Ten Years of IAALS: The Courage to Build Consensus around Quality Judges
IAALS is celebrating its 10th Anniversary in 2016. Throughout the year, we will be featuring guest posts from our colleagues and partners to recap our accomplishments and national impact—and look to the future ahead. The full series of posts will be collected here.
I agree with Churchill—who knew a thing or two about courage—that it is the quality that permits us to exercise whatever other virtues we possess. This is true for everyone, but especially for judges. No one can be a great judge, or even a good one, without the courage to do what what the law demands, even in the face of tremendous pressure to do otherwise.
We should, however, remember that, as James Madison wrote in Federalist #51, “If men were angels, no government would be necessary.” Similarly, if judges were paragons of courage and rectitude, there would be no need for laws and policies that establish and protect fair and impartial courts. But, being acutely aware that I and every other judge falls short of angelic status, I recognize the need to protect our courts from an ever-rising tide of money and politics that threatens to undermine public confidence in the judiciary. That is why I was so pleased to be actively engaged with IAALS’ Cornerstones of State Judicial Selection convening in 2012.
The Cornerstones convening brought together representatives of the plaintiff and defense bars, citizens involved in judicial nominating and evaluation processes, representatives from all three branches of government, members of the business community, and non-profit leaders, with the goal of laying the foundation for quality court systems and judges. The convening began by asking exactly the right question: what sort of judges and courts do our fellow citizens expect and need? With those attributes identified and agreed upon, the convening then turned to how to structure judicial selection systems to ensure we get these kinds of judges and courts. The convening’s broad consensus on these questions is laid out in the Cornerstones report.
The Cornerstones report that IAALS published offers a gold standard set of recommendations for each of the principal challenges facing our courts. From appointment methods to election procedures to judicial performance evaluation processes, the Cornerstones report offers a common ground on which all people of good faith can come together to debate and discuss how best to develop a judiciary and court systems that serve the needs of our people.

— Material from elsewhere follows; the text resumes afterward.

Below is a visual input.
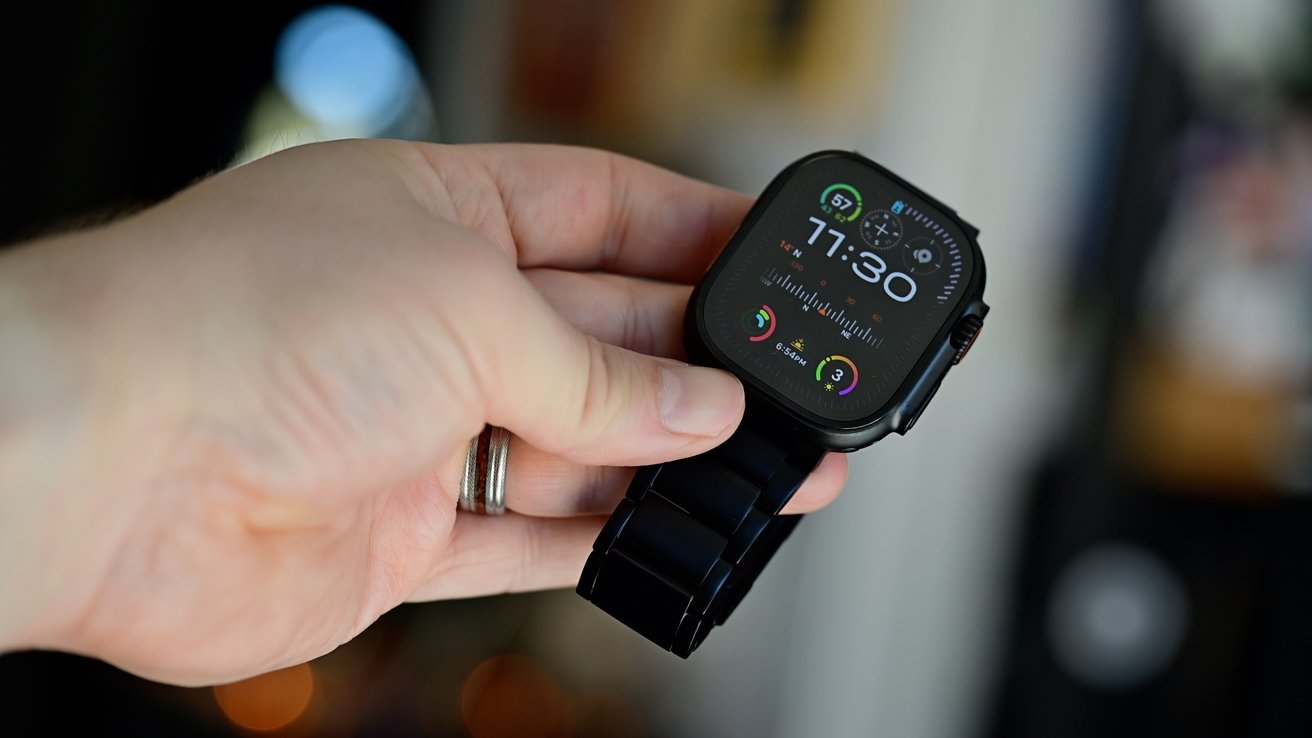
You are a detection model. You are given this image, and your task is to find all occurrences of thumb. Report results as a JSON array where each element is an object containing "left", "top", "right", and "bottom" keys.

The remarkable group of leaders who came together to develop the Cornerstones report and recommendations continue to be active in this conversation, and I am proud to be a part of that. It is their depth of experience, diversity of backgrounds, and shared passion for justice that continue to make the Cornerstones report such a powerful tool for everyone concerned about our courts. Only such an amazing group could have developed so comprehensive and flexible a blueprint for reform.
Judges are not perfect profiles in courage or angels. Like everyone else, the institutions in which we work benefit when procedures are in place that protect us and those we serve from our all-too-human frailties. Cornerstones of State Judicial Selection is an important contribution to the effort to do just that, and I look forward to continuing my work with those who made it happen—first and foremost among them, IAALS and its Quality Judges Initiative. Their voice and presence in this national conversation is not only important, it is essential. The consensus they build among diverse stakeholders and their role in providing apolitical research and recommendations make them stand apart from the crowd.
We need judges and courts with the attributes identified at the Cornerstones convening. And we need IAALS and the Quality Judges Initiative to help get us there.